If you are a big fan of R, then this is for you.
Both notebooks were rendered to HTML documents and they contain not only the code to do ETL, plotting and modelling, but the actual report and comments on findings as well.
The reports and findings are completely reproducible - in that the results are accompanied by the data and code needed to produce them.
You can find the code for notebooks at this repo
Key libraries used
- ggplot2 - for data visualization
- tidyverse and data.table- for manipulating dataframes
- H2O - for modelling purposes
Report 1: Visualization
Read the visualization report here.
The aim of this study is to gain an initial insight into the open source taxi and weather datasets for the year 2015 in the New York city. In the notebook, I will be dealing with millions of taxi trips data, performing initial exploratory data analysis on taxi usage and visualizing the relationships with other attributes.

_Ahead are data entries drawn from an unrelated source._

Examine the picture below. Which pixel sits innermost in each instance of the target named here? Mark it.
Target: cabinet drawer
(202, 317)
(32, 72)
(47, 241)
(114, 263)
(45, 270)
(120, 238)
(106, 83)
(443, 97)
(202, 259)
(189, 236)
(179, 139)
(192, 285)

In summary, I performed an initial analysis on the green taxi data that contains millions of trip records entire in R - in a reproducible manner. With ggplot and tmap, I depicted the relationship between attributes and geospatial visualization onto map of New York City taxi zones, and then attempted to answer a few questions for the study, using the figures and plots produced.
Report 2: Modelling
Read the modelling report here
The aim of this project is to make a qualitative analysis and gain insights into the open source New York City Taxi and Limousine Service Trip Record Data. In the notebook, I will tackle a research problem and perform analysis on millions of taxi trips data.

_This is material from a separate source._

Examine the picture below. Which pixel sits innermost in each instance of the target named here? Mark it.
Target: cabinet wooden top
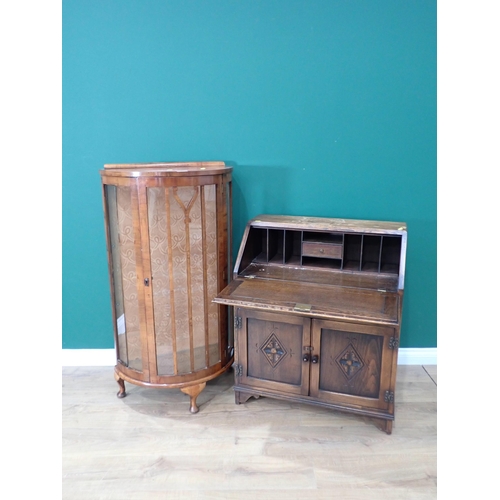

In short, I performed an analysis on taxi fares using the green taxi data that spans from year 2014 to 2015 entirely in R - in a reproducible manner. I reported the taxi fare and its relation with other attributes as an attempt to shed light and infer the hypotheses proposed. Then, statistical models were fitted on training set and evaluated using validation set, each of which contains 3 million records each. Models were then compared, interpreted and a final model was chosen after refining the models. Finally, suggestions for further improving the performance were given.